Pusat Data dan Informasi KIARA pada 2017 mencatat jumlah desa pesisir di Indonesia sebanyak 12.827 desa dari 78.609 desa yang tersebar di seluruh Indonesia. Dari seluruh desa tersebut, tercatat ada 8.077.719 rumah tangga perikanan yang hidup dan mendiami kawasan desa pesisir serta menggantungkan kehidupannya terhadap aktivitas perikanan.

Susan mengatakan, jika satu rumah tangga terdiri dari 3 orang, maka ada lebih dari 25 juta orang yang tinggal di kawasan pesisir dan menggantungkan kehidupannya terhadap aktivitas perikanan.

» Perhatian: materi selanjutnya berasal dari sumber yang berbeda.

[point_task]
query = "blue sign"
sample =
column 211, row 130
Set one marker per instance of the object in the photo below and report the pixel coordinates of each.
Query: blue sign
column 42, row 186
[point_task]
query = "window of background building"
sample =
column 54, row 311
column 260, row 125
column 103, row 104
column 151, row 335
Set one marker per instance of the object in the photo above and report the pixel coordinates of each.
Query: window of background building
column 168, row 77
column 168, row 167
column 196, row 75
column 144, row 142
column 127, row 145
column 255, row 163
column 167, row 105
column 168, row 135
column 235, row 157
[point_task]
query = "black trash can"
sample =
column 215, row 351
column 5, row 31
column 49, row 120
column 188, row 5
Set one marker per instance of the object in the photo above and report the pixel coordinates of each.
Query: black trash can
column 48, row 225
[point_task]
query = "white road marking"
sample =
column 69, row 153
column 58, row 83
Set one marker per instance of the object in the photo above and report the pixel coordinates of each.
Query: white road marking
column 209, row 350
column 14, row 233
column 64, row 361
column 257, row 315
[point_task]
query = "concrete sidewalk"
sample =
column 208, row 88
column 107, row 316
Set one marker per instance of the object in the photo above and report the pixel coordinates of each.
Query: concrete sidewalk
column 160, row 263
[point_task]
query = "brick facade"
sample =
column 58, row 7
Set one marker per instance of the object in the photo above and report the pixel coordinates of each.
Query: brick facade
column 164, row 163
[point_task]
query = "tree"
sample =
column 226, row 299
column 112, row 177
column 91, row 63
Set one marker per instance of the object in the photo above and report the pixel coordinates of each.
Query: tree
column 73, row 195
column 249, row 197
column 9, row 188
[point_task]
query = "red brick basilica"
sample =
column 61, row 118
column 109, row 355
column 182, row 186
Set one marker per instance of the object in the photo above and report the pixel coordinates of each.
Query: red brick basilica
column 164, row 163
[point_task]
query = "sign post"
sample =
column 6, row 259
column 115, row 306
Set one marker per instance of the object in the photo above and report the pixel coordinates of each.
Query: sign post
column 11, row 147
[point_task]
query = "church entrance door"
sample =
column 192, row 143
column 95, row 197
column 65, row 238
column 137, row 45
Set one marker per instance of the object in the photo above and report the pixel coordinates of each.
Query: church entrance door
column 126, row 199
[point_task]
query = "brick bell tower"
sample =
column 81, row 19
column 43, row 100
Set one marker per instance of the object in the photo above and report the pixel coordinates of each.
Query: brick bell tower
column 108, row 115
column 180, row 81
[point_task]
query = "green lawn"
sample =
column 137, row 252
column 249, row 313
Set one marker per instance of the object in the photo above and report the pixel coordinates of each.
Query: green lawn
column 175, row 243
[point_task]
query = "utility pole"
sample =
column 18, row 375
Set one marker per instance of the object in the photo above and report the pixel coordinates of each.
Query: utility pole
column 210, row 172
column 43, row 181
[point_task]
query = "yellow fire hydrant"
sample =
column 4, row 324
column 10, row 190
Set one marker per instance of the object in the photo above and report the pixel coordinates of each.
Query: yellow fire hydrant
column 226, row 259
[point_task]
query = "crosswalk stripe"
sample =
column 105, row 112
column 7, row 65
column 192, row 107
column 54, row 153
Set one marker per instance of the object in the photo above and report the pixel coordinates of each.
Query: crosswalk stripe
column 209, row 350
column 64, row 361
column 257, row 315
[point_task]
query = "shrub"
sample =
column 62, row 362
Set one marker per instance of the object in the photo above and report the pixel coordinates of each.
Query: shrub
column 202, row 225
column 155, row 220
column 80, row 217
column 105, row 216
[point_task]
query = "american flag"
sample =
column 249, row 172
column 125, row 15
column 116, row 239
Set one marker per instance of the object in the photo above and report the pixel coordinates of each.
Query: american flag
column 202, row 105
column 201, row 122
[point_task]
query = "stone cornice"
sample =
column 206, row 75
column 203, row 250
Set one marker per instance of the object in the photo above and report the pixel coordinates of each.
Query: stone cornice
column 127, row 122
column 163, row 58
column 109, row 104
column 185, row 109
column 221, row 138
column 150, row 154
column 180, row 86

Namun, jika satu rumah tangga terdiri dari 5 orang, maka ada lebih dari 40 juta orang yang tinggal di kawasan pesisir dan menggantungkan kehidupannya terhadap aktivitas perikanan.

“Permasalahan serius yang dihadapi masyarakat pesisir yang dapat diklasifikasikan dalam tiga kategori utama, yaitu permasalahan yang bersumber dari alam, permasalahan kerusakan alam yang disebabkan oleh manusia baik secara langsung maupun tidak langsung, dan permasalahan sosial ekonomi politik,” tegasnya.